Except for the clear-channel powerhouses and legacy stations with solid full-time coverage, the AM service is under siege, including far too many marginal stations with dwindling audiences and revenues. If AM is going to be competitive in the digital era and make the best use of the burgeoning HD opportunity, the present inventory of stations populating the AM band will simply have to be reduced.
In previous discussions, I’ve advocated the FCC consider creative proposals to allow a reasonable and equitable method for current owners of marginal AM stations to retire their licenses and get something of value in return. Those include trading them for LPFM replacements where allocations rules permit and/or selling their allocated protection to an existing AM station that wishes to expand service and implement HD.
Assuming the NAB NPRM for AM translators on FM is adopted, I predict that quite a few of the AM owners who add FM translators to replicate most of their AM coverage will soon realize their AM facility has become expendable. The translators will become essentially LPFM stations that can stand on their own.
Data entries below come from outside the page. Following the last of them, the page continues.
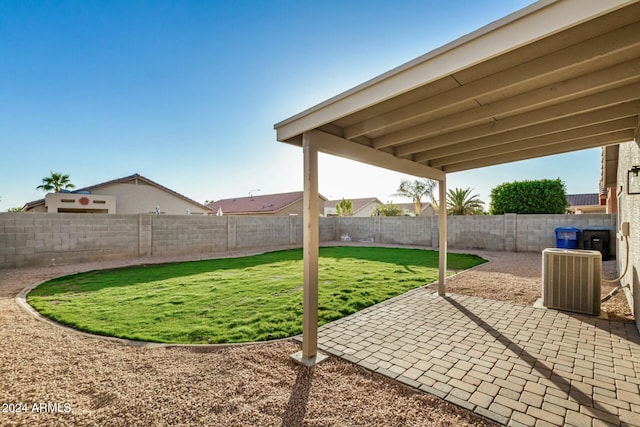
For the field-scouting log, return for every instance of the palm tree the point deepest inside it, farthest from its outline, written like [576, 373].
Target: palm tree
[461, 202]
[344, 207]
[416, 190]
[55, 182]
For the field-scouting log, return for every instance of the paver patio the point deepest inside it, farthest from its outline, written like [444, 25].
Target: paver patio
[514, 364]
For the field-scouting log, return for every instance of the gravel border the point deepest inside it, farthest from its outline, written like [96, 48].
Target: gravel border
[103, 382]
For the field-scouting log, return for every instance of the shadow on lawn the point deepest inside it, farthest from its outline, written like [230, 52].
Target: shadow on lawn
[139, 274]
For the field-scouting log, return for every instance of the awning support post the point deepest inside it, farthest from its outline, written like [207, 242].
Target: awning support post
[442, 240]
[311, 242]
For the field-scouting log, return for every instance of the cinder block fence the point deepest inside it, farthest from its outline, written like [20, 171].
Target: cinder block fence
[49, 239]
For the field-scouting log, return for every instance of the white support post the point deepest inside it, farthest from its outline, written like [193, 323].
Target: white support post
[442, 240]
[311, 241]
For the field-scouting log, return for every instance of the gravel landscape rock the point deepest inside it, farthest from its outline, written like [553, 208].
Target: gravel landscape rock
[60, 377]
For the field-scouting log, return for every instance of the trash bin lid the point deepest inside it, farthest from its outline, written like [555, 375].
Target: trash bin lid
[567, 229]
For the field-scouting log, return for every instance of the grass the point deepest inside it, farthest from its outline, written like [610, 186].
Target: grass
[244, 299]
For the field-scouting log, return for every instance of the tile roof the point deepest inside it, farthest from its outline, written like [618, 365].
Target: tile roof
[120, 181]
[583, 199]
[265, 203]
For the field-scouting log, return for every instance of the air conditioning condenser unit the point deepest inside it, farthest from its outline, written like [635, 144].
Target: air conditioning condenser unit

The AM transmitters can be shut off and the licenses surrendered.
The FCC should anticipate such a development in this rule making and consider including an incentive for candidate AM station owners to move in this direction. You could call it a new kind of AM improvement that reduces clutter and interference so those facilities that remain can better leverage the advantages of HD with improved coverage and reduced interference. The more I think about it, the more I’m convinced it’s a win-win proposal for the industry.
LONG LIVE AM
The present AM service is predominately made up of news, talk, sports and religious formats that continue to provide valuable local service to their communities. When civil and natural emergencies strike an area, AM radio has always risen to the occasion as the first choice for the majority of listeners. Many will be able to do a better job of serving those communities with the addition of FM translators. Others may find that converting their AM operations to FM translators or LPFM services in the years to come will serve their interests much better.
Allowing AM stations a more level playing field with their FM brethren is now more than ever fully justified. While the NAB proposal will provide AM some long overdue relief of real consequence, more will have to be done to enhance and preserve the AM service as the HD rollout moves forward. Some of the allocations and design issues may be challenging, but the effort will be well worth it. The commission and the entire industry need to embrace this proposal and expedite its adoption.